Art Terminology: Value, Color, and Techniques

  • Objective: That which is based on physical actuality; tending to appear natural or real.
  • Subjective: That which is derived from the mind, reflecting a personal viewpoint, bias, or emotion.
  • Mass: A shape that appears to stand out three-dimensionally from the space surrounding it or that appears to be a solid body of material.
  • Volume: A measurable area of defined or occupied space.
  • Decorative Value: Value stressing the essential flatness of a surface.
  • Local Value: The relative lightness or darkness of a surface.
  • Plastic Value: Value used to create the illusion of volume and space.
  • Atmospheric Perspective: The illusion of depth produced in graphic works by lightening values, softening details and textures, reducing value contrasts, and neutralizing colors in objects as they recede.
  • High-Key Value: A value that has a level of middle gray or lighter.
  • Low-Key Value: Any value that has a level of middle gray or darker.
  • Closed-Value Composition: Composition in which values are limited by the boundaries of their shape.
  • Open-Value Composition: Composition in which values cross over shape boundaries.
  • Value Pattern: The arrangement of values that control movement and create a unifying effect throughout a work of art.
  • Shallow Space: The illusion of limited depth.
  • Modeling
  • Chiaroscuro: Distribution of light and dark in a picture.
  • Sfumato: The technique of allowing tones and colors to shade gradually into one another.
  • Tenebrism: A technique of painting that exaggerates or emphasizes the effects of Chiaroscuro.
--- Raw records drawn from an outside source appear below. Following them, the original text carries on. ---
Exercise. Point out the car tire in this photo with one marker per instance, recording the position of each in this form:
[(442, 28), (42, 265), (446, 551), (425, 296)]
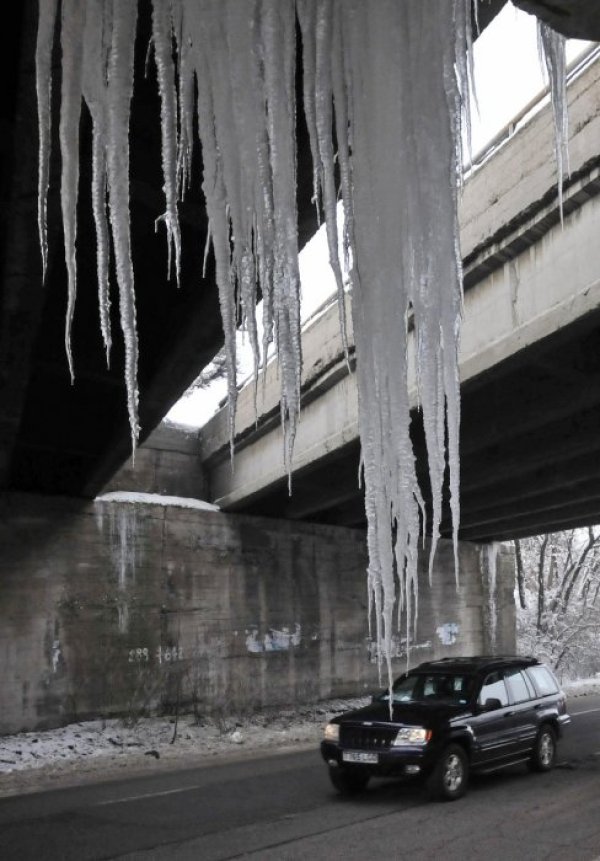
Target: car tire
[(348, 782), (450, 777), (543, 755)]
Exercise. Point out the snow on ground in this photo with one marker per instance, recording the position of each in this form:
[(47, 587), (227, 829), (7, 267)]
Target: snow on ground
[(101, 750)]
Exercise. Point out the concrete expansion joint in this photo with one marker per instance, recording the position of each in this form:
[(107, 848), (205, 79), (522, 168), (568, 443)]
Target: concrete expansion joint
[(533, 222)]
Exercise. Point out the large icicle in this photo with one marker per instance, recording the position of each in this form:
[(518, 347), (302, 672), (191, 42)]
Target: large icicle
[(162, 37), (43, 82), (552, 49), (120, 91), (95, 73), (380, 83), (398, 62), (72, 29)]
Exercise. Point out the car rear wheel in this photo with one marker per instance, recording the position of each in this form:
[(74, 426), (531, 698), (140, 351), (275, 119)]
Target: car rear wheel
[(543, 755), (348, 782), (451, 774)]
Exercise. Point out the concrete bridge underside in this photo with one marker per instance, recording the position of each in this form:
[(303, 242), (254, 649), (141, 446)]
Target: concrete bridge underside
[(530, 361), (56, 438)]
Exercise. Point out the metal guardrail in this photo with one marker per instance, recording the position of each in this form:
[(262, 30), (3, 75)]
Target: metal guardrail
[(574, 69)]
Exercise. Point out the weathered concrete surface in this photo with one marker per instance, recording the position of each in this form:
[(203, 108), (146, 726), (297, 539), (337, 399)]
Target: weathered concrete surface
[(168, 462), (108, 608)]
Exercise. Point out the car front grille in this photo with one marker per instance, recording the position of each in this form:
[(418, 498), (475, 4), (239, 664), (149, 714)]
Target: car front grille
[(367, 737)]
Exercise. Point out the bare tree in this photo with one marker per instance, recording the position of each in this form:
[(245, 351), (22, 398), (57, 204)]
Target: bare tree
[(558, 580)]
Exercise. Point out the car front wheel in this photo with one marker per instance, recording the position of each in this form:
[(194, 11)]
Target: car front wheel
[(348, 782), (543, 756), (451, 774)]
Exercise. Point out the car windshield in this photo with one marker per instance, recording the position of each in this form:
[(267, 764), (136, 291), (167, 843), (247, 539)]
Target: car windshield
[(432, 687)]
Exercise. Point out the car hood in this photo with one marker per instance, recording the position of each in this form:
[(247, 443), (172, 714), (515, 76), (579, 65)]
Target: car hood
[(411, 714)]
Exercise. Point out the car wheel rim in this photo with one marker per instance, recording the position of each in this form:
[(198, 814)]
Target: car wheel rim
[(453, 773), (546, 749)]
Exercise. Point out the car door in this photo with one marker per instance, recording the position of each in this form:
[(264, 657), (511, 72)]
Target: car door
[(524, 704), (493, 740)]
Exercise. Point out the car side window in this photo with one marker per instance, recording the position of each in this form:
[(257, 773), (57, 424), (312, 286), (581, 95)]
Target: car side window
[(493, 688), (543, 680), (517, 685)]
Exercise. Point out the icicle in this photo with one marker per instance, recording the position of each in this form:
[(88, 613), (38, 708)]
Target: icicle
[(162, 39), (278, 37), (552, 55), (96, 51), (404, 225), (489, 566), (120, 89), (392, 79), (43, 81), (72, 27)]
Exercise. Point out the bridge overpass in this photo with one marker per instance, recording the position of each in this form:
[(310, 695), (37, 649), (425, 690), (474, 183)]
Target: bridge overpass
[(58, 438), (529, 361), (103, 603)]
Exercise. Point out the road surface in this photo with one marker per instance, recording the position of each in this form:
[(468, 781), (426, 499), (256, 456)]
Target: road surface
[(282, 807)]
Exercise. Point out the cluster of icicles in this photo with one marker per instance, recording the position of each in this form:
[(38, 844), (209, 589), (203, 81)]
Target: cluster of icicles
[(384, 86)]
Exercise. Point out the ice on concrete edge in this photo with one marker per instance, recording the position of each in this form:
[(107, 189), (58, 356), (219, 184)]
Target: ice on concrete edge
[(133, 497)]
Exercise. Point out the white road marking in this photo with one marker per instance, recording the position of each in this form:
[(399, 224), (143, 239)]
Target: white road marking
[(147, 795), (585, 712)]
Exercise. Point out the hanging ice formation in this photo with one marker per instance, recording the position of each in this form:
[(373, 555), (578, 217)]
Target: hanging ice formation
[(552, 50), (390, 78)]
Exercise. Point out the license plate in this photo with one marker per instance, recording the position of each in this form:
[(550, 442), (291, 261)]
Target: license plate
[(360, 756)]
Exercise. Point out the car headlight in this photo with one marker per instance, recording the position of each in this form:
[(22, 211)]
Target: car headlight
[(412, 735), (332, 732)]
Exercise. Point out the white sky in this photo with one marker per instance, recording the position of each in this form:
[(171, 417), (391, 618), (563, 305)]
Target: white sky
[(507, 77)]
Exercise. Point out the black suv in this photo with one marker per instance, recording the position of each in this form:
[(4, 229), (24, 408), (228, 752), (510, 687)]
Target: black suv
[(448, 718)]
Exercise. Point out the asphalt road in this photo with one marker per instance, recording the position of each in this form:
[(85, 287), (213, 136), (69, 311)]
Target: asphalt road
[(283, 807)]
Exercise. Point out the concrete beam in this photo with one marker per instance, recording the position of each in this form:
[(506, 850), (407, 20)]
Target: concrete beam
[(576, 19)]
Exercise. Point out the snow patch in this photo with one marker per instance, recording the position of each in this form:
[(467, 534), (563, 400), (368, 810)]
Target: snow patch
[(133, 498)]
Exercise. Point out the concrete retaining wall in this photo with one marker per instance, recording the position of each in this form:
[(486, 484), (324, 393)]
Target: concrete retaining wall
[(116, 608)]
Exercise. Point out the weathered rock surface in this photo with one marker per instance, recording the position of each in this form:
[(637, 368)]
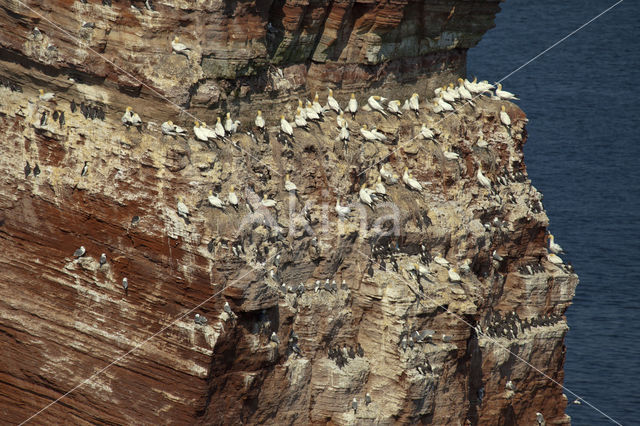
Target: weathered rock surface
[(64, 319)]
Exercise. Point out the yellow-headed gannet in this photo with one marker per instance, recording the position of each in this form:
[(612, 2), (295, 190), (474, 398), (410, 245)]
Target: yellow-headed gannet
[(394, 107), (259, 121), (267, 202), (183, 210), (426, 132), (375, 105), (365, 195), (353, 105), (300, 121), (454, 277), (342, 211), (332, 103), (553, 246), (46, 96), (503, 94), (367, 134), (215, 201), (484, 181), (179, 47), (232, 198), (414, 104), (504, 117), (285, 126), (409, 181), (288, 185)]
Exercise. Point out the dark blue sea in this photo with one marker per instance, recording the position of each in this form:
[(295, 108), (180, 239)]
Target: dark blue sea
[(583, 154)]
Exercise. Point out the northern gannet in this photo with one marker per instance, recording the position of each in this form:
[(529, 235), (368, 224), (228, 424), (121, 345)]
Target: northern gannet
[(409, 181), (414, 104), (300, 121), (484, 181), (453, 276), (504, 117), (259, 121), (215, 201), (168, 128), (426, 132), (285, 126), (183, 210), (394, 107), (288, 185), (503, 94), (342, 211), (553, 246), (267, 202), (46, 97), (367, 134), (333, 104), (353, 105), (375, 105), (232, 198), (199, 132), (342, 122), (365, 195), (316, 105), (219, 128), (179, 47)]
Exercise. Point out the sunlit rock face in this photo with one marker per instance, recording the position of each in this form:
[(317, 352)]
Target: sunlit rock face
[(63, 319)]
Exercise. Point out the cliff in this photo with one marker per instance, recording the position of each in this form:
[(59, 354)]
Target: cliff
[(65, 318)]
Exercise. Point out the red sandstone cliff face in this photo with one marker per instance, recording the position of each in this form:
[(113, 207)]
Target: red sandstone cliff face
[(64, 319)]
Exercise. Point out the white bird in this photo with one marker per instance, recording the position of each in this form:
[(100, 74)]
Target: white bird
[(441, 260), (215, 201), (179, 47), (504, 117), (267, 202), (375, 105), (353, 105), (365, 195), (219, 128), (341, 121), (553, 246), (426, 132), (285, 126), (300, 121), (316, 105), (394, 107), (200, 133), (388, 176), (259, 121), (410, 182), (414, 104), (232, 198), (367, 134), (379, 135), (484, 181), (288, 185), (342, 211), (46, 97), (503, 94), (168, 128), (183, 210), (333, 104), (454, 277)]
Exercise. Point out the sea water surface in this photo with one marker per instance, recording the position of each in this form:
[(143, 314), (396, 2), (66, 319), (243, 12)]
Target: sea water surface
[(583, 154)]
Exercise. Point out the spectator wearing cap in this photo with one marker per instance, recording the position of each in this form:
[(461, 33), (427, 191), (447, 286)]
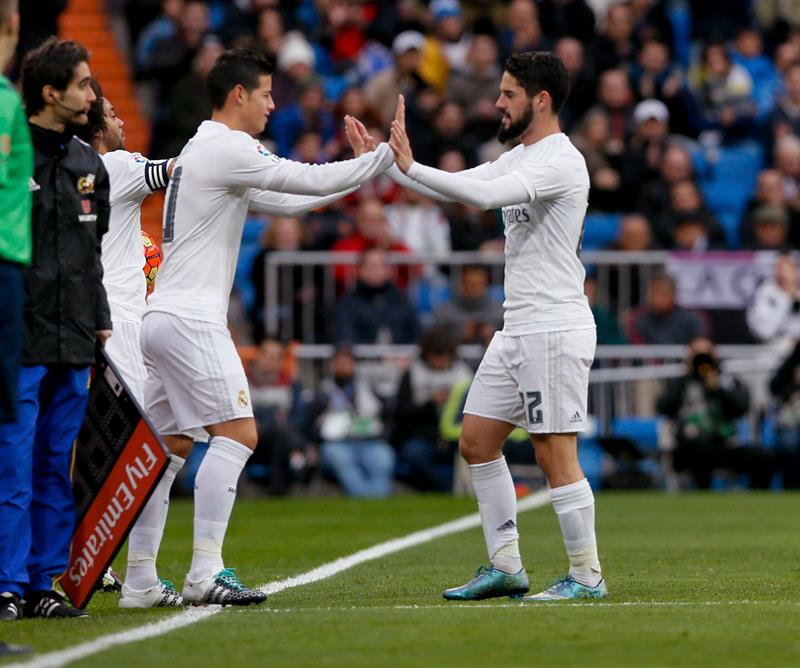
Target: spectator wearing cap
[(690, 234), (654, 195), (523, 31), (171, 56), (645, 149), (769, 191), (375, 311), (593, 139), (615, 97), (446, 49), (475, 89), (786, 115), (382, 89), (295, 62), (654, 75), (308, 114), (686, 203), (770, 229), (723, 91), (748, 51)]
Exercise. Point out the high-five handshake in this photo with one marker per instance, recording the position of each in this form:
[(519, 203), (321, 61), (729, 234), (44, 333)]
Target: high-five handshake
[(361, 141)]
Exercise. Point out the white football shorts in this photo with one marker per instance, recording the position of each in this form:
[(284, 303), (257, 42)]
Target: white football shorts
[(125, 350), (195, 377), (539, 382)]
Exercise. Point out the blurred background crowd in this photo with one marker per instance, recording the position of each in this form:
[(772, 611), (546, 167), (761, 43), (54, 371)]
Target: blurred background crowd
[(688, 115)]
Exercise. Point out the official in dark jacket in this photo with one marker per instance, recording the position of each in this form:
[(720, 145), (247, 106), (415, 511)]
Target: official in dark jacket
[(66, 313)]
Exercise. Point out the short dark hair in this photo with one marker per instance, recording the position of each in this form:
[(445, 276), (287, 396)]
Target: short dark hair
[(438, 340), (538, 71), (239, 66), (52, 63), (97, 119)]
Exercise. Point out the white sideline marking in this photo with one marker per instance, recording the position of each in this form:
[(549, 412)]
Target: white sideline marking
[(517, 605), (59, 658)]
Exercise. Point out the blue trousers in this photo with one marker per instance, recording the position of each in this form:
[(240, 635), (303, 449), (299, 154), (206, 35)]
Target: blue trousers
[(12, 296), (37, 508)]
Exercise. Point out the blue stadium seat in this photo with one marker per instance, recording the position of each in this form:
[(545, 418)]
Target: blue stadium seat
[(681, 19), (253, 227), (241, 280), (590, 457), (600, 230), (643, 431), (426, 295), (740, 165), (730, 222), (725, 196)]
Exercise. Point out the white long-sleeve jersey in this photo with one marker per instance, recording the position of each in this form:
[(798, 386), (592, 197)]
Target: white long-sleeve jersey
[(219, 175), (772, 315), (543, 190)]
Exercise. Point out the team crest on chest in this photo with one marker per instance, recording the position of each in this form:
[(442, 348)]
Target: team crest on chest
[(86, 184)]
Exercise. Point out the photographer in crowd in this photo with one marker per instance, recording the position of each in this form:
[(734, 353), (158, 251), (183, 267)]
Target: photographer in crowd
[(704, 406)]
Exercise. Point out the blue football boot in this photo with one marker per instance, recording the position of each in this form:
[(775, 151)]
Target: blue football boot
[(568, 589), (489, 582)]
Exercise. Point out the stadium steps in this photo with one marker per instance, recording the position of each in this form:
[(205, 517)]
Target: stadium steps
[(86, 22)]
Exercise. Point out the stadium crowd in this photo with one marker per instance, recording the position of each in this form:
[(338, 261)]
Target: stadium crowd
[(688, 115)]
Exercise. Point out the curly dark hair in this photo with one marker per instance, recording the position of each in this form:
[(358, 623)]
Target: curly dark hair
[(538, 71), (239, 66), (52, 63)]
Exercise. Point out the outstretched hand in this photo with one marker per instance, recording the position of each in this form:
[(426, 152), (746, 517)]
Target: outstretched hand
[(360, 139), (398, 139)]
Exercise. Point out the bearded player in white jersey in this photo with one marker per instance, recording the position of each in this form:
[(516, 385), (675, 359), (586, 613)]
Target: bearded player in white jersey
[(195, 380), (535, 372), (133, 177)]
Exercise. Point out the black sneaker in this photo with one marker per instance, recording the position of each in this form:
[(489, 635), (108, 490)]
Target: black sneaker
[(50, 604), (10, 607)]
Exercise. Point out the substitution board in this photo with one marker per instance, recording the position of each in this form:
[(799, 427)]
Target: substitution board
[(119, 460)]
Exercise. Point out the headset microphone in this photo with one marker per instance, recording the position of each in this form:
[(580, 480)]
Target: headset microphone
[(74, 111)]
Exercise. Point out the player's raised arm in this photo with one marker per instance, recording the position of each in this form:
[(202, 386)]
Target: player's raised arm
[(492, 193), (284, 205), (240, 89), (477, 186)]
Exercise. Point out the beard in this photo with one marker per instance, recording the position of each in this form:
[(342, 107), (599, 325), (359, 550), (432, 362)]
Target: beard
[(516, 128)]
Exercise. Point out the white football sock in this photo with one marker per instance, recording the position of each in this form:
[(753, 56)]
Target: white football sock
[(574, 506), (145, 537), (497, 502), (214, 494)]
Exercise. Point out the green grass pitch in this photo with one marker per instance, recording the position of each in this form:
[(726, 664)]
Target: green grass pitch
[(694, 580)]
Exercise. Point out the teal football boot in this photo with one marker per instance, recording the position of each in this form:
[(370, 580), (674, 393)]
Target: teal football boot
[(568, 589), (489, 582)]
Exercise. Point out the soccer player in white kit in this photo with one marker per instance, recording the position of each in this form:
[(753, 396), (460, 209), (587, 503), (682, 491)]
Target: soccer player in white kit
[(535, 372), (132, 177), (195, 380)]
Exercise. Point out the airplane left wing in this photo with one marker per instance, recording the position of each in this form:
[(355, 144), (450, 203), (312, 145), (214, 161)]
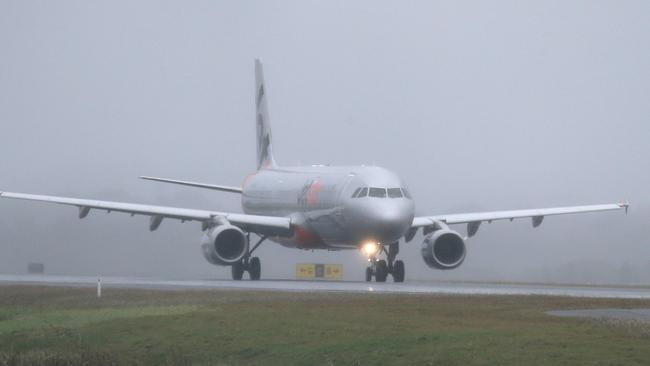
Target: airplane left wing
[(268, 225), (473, 220)]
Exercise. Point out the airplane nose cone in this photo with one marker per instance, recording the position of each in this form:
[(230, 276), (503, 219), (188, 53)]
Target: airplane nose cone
[(382, 223)]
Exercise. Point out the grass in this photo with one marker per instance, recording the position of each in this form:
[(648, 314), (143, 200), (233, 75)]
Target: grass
[(70, 326)]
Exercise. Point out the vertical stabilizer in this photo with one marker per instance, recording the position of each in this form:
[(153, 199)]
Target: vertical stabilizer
[(264, 145)]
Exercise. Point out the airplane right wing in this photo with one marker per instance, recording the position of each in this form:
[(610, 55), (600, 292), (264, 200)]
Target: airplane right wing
[(266, 225), (474, 220)]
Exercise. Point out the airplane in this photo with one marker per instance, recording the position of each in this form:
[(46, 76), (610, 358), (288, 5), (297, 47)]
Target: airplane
[(366, 208)]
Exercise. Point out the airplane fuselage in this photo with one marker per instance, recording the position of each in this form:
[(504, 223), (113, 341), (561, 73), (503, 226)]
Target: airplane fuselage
[(332, 207)]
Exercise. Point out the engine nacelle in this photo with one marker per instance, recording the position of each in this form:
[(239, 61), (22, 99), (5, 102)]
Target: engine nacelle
[(224, 245), (443, 249)]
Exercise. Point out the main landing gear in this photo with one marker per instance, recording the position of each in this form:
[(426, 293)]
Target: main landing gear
[(250, 264), (382, 268)]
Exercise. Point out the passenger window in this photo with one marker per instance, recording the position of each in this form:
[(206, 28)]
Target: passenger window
[(407, 194), (394, 193), (356, 191)]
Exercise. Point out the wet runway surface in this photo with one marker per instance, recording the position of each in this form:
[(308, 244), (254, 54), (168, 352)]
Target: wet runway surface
[(350, 287), (642, 315)]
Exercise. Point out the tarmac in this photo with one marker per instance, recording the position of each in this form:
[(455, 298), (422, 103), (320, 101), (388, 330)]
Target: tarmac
[(408, 287)]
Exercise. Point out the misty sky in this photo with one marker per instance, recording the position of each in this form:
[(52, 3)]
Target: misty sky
[(477, 105)]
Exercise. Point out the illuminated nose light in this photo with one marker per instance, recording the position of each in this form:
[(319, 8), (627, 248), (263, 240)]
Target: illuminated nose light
[(370, 248)]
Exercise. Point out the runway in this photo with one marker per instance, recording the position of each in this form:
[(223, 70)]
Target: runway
[(348, 287)]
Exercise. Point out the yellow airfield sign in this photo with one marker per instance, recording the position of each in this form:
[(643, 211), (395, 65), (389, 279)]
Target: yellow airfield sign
[(311, 271)]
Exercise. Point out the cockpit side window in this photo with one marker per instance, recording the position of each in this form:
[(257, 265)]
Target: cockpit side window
[(394, 193), (407, 194), (377, 192), (356, 191)]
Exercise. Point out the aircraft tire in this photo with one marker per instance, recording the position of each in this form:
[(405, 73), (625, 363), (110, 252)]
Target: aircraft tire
[(255, 268), (381, 271), (237, 270), (398, 271)]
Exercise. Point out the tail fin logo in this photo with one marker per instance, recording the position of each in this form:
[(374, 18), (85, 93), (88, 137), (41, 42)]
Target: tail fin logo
[(264, 143)]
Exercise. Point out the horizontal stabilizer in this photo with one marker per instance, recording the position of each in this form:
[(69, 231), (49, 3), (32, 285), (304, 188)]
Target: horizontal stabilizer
[(195, 184)]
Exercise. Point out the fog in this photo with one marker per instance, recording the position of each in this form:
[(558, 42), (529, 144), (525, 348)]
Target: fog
[(477, 105)]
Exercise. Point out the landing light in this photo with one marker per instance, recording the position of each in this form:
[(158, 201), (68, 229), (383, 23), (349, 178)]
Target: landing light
[(370, 248)]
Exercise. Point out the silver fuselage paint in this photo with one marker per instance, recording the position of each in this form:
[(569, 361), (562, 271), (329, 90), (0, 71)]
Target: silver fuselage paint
[(319, 201)]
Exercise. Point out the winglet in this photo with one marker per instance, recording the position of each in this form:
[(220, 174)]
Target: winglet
[(625, 205)]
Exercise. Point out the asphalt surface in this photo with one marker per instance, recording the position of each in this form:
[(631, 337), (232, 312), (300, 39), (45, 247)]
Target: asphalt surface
[(337, 286)]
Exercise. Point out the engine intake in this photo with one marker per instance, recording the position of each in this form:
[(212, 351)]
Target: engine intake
[(443, 249), (224, 245)]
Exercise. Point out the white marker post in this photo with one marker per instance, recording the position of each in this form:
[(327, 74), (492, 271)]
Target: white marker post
[(99, 286)]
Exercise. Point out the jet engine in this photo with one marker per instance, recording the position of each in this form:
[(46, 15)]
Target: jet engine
[(443, 249), (224, 245)]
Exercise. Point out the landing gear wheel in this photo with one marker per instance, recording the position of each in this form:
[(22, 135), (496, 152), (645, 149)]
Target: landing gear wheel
[(237, 270), (255, 268), (381, 270), (398, 271)]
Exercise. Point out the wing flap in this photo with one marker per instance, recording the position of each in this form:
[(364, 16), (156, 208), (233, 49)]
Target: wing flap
[(216, 187), (536, 214), (264, 224)]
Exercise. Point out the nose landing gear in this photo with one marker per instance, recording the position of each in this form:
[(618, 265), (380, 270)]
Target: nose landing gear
[(382, 268)]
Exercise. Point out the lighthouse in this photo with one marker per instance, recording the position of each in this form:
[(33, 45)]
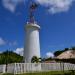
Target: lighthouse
[(32, 42)]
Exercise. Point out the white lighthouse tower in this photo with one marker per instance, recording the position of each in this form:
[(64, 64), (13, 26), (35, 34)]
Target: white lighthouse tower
[(32, 43)]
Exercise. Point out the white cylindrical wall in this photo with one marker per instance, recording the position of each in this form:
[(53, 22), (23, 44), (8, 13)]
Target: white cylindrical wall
[(32, 44)]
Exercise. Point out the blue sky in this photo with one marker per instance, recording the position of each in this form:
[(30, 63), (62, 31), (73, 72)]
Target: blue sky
[(56, 18)]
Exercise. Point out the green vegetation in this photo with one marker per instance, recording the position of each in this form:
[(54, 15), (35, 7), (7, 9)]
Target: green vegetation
[(10, 57), (48, 73)]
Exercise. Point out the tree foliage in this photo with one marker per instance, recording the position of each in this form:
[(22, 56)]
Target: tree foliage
[(34, 59), (10, 57)]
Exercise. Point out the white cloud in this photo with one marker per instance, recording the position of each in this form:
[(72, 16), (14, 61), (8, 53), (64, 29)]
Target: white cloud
[(49, 54), (11, 4), (56, 6), (2, 41), (19, 51)]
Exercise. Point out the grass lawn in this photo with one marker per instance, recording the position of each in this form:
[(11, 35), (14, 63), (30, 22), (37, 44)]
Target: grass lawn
[(48, 73)]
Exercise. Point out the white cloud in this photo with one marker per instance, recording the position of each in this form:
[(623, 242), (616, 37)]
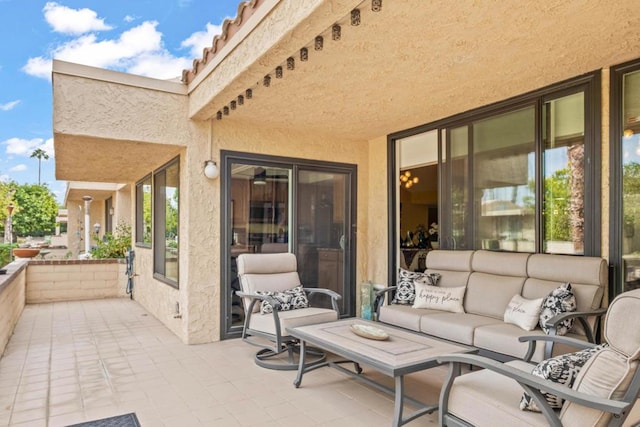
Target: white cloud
[(24, 147), (65, 20), (18, 168), (9, 105), (138, 50), (201, 39)]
Larger amounts of dark value are placed close to smaller areas of highly contrasting lights – which change suddenly – in order to concentrate attention on important features.
  • Accent: Any emphasis given to elements of a composition that makes them attract more attention than the other features around them.
  • Paint Quality: The textural character of applied paint.
  • Papier Collé: Technique in which scraps of paper are pasted to the picture surface.
  • Trompe l’oeil: A painting technique that copies nature and it is mistaken for the real thing. “Deceives the eye”.
  • Assemblage: A technique that combines actual items in a display.
  • Collage: A technique in which real materials are attached on a picture plane surface, often in combination with painted or drawn passages.
  • Tactile: A quality that refers to the sense of touch.
  • Additive Color: Color created by superimposing light rays. The three primary colors of light (red + blue + green = white).
  • Subtractive Color: Color that is produced when waves of light are reflected back after all other wavelengths have been absorbed.
  • Spectrum: The band of individual colors that results when a beam of white light is broken into its different wavelengths.
  • Achromatic: Relating to differences of light and dark; the absence of hue and its intensity.
  • Chromatic: Pertaining to the presence of color.
  • Hue: The common name of a color and indicates its position in the spectrum or color wheel.
  • Color Value (High and Low Key)

(High: Any color that has a value level of middle gray or lighter).

(Low: Any color that has a value level of middle gray or darker.)

  • Intensity: The saturation, strength, or purity of a hue.
  • Pigments and Dyes: Color substances that give their color property to another material by being mixed with it or covering it.
  • Warm and Cool Colors

(Warm: Happy, joyful – red, orange, yellow).

(Cool: Calm, soothe – blue, green, light purple).

  • Value: The relative degree of light or dark.